Abaco and I met Quentin at the boatyard gate. His gear amounted to a single duffel, but he had changed into a long-sleeved, collared white shirt that he wore buttoned to the neck. With a different pair of plaid shorts and orange flip-flops, the man exuded a certain dignity. I liked the look of him, and I knew that on this trip north I was going to need a strong ally. My dog jumped up and put her paws on his shirt; rather than scold her, he kneeled and scratched her ears while she looked adoringly into his eyes. Any doubts I had harbored about hiring a man I barely knew disappeared at that moment. I knew no better judge of character than Abaco.

Wednesday passed in a flurry of preparations. I barely saw Catalina. The only words we exchanged came when I gave her my handheld VHF and made her promise to call me if anything or anyone bothered her on the trip home. We set up a schedule for radio checks on channel seventy-two.

The weather held and we made good time Thursday on the trip north to Marathon, a fact I was thankful for due to our late departure from Robbie’s. Berger had shown up just before we were supposed to leave, and he got into some kind of disagreement with the yard over the final bill. With
Gorda
towing
Power Play
, we weren’t going to be traveling any faster than five or six knots, and we had almost forty miles to cover. When we got under way at ten o’clock, I was fuming.

The anchorage outside the entrance to Marathon’s Boot Key Harbor offered little protection from southeast winds, but as the daylight faded out of the sky, the winds dropped to a near calm. I always get a little nervous when the weather cooperates to that extent. I wonder what kind of havoc is ahead. We approached the anchorage just south of the harbor entrance and cast off
Power Play
to drop and set her hook first. Quentin stowed the towline aft while I circled, and then he went forward to drop our anchor. I positioned us alongside the motor yacht and signaled him to let the chain fly as I backed down. Quentin’s teeth glowed in the light from the big yacht when he turned to give me the thumbs-up, the anchor was set, but the smile faded from his face when I shut down the engine and we heard a panicked voice from the VHF radio.

“Mayday, mayday! This is the sailing yacht
Rendezvous
!”

XII

For the next several minutes it seemed like everybody in Marathon harbor was attempting to answer the guy. They all tried to talk at once, and the result was garbled static and squealing from the radio. Quentin and I stood in the wheelhouse listening to the occasional bits of intelligible talk, and within less than five minutes a boat came roaring out the Marathon entrance channel. He passed close under the stern of the
Power Play
, and we could make out the bright yellow-green of an Ocean Towing boat. Near as I could tell, we didn’t even know where the guy was yet, but the Ocean Towing craft swung around the point and turned northeast. The Coast Guard finally came on the air and told everybody to be quiet.

“Sailing vessel
Rendezvous
, what is your location?”
 

“Hard aground close by Coffin’s Patch.”

“What is your vessel’s description?”


Rendezvous
is an eighty-four-foot ketch drawing nine feet.”
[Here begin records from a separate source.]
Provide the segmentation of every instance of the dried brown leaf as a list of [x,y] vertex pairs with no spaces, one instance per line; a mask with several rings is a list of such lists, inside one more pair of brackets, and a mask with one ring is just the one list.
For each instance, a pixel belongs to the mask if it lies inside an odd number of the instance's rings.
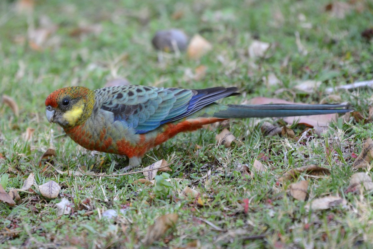
[[49,181],[39,186],[41,195],[50,199],[56,198],[60,193],[61,187],[54,181]]
[[354,192],[360,190],[369,191],[373,189],[373,181],[370,177],[364,172],[359,172],[352,175],[350,180],[350,185],[346,190],[346,193]]
[[282,129],[269,122],[264,122],[260,127],[262,133],[266,136],[273,136],[281,134]]
[[153,185],[153,183],[152,182],[150,181],[149,180],[147,180],[144,178],[141,178],[136,181],[134,181],[132,184],[135,185],[139,183],[143,184],[145,186],[149,186],[149,185]]
[[224,144],[226,148],[229,148],[232,142],[236,140],[236,137],[228,129],[225,128],[222,132],[215,136],[215,139],[218,146]]
[[301,174],[307,174],[307,176],[312,177],[325,175],[330,175],[330,171],[326,168],[322,168],[313,164],[307,165],[291,169],[284,174],[282,177],[280,177],[279,181],[283,181],[286,180],[295,179]]
[[0,184],[0,200],[7,203],[8,205],[11,206],[14,206],[14,204],[16,204],[12,196],[8,194],[1,184]]
[[271,44],[267,43],[254,40],[249,47],[249,55],[252,58],[267,57],[266,56],[270,47]]
[[301,181],[297,183],[290,185],[290,194],[294,199],[299,200],[304,200],[307,196],[308,181]]
[[71,211],[72,204],[66,198],[63,198],[61,201],[56,203],[57,208],[57,215],[59,216],[64,214],[69,214]]
[[286,126],[282,127],[281,131],[281,134],[283,137],[286,137],[291,138],[294,138],[295,137],[295,134],[293,130]]
[[188,196],[192,196],[193,197],[197,197],[201,194],[198,191],[194,189],[192,189],[187,186],[184,188],[182,192],[180,193],[180,196],[182,197],[187,197]]
[[164,159],[162,159],[144,168],[144,170],[149,170],[148,171],[146,171],[143,173],[144,175],[145,176],[145,179],[148,181],[153,180],[157,175],[157,172],[159,170],[160,171],[161,169],[166,167],[169,169],[169,170],[168,169],[166,169],[166,171],[172,171],[171,169],[168,167],[168,163],[167,162],[167,161]]
[[352,168],[357,169],[361,168],[367,168],[370,166],[370,162],[372,159],[373,159],[373,140],[369,138],[364,143],[361,152],[354,162]]
[[23,183],[23,186],[21,188],[21,190],[25,191],[28,191],[28,190],[34,185],[34,179],[35,176],[32,173],[30,173],[30,175],[27,177],[25,182]]
[[15,189],[11,189],[9,190],[9,195],[15,201],[17,202],[21,199],[21,197],[18,194],[18,190]]
[[194,35],[188,47],[187,54],[190,59],[198,60],[212,49],[212,45],[199,34]]
[[256,174],[261,172],[265,172],[267,171],[267,166],[256,159],[254,163],[253,164],[251,171],[250,172],[250,175],[252,178],[254,178]]
[[307,211],[310,209],[320,210],[328,209],[340,205],[345,205],[347,203],[345,200],[339,196],[330,196],[313,200],[306,204],[304,208]]
[[14,113],[16,117],[19,116],[19,109],[18,109],[18,106],[12,98],[7,95],[3,94],[1,100],[3,104],[10,108],[13,113]]
[[147,246],[158,240],[169,228],[175,225],[178,218],[179,216],[176,214],[169,214],[157,218],[154,225],[148,228],[143,241],[144,245]]
[[185,50],[188,41],[188,36],[184,31],[172,29],[157,32],[152,39],[151,43],[156,49],[165,52],[175,52]]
Quentin turned to look at me. We’d been checking the chart all afternoon, and I figured we were both thinking the same thing. How the hell had he done that? He’d gone aground at dusk, but there was a light out there off Coffin’s Patch. No skipper in his right mind would take a boat drawing nine feet across that patch.

We listened to the
Rendezvous
rescue play out on the radio as we prepared our meal. We had considered inflating the dinghy to dine on board the big yacht, but we opted instead for soup heated on the single gimbaled burner in
Gorda
’s makeshift galley and pointed the dog toward her Astroturf. The tide was dropping, and the big sailboat was hard aground. The Ocean Towing boat got to her and started to rig lines to pull her free, but they decided not to try right away because of the damage they might inflict on the marine environment dragging the yacht across the coral. The morning high tide around dawn would not be nearly as high as the tide that had put her aground. Looking at the numbers on our tide chart, Quentin and I thought they’d likely not get her off until the next evening.

A friend of the
Rendezvous
captain hailed him on the radio to offer his assistance, but the tired voice of the stranded captain replied that there wasn’t much more that could be done at the moment.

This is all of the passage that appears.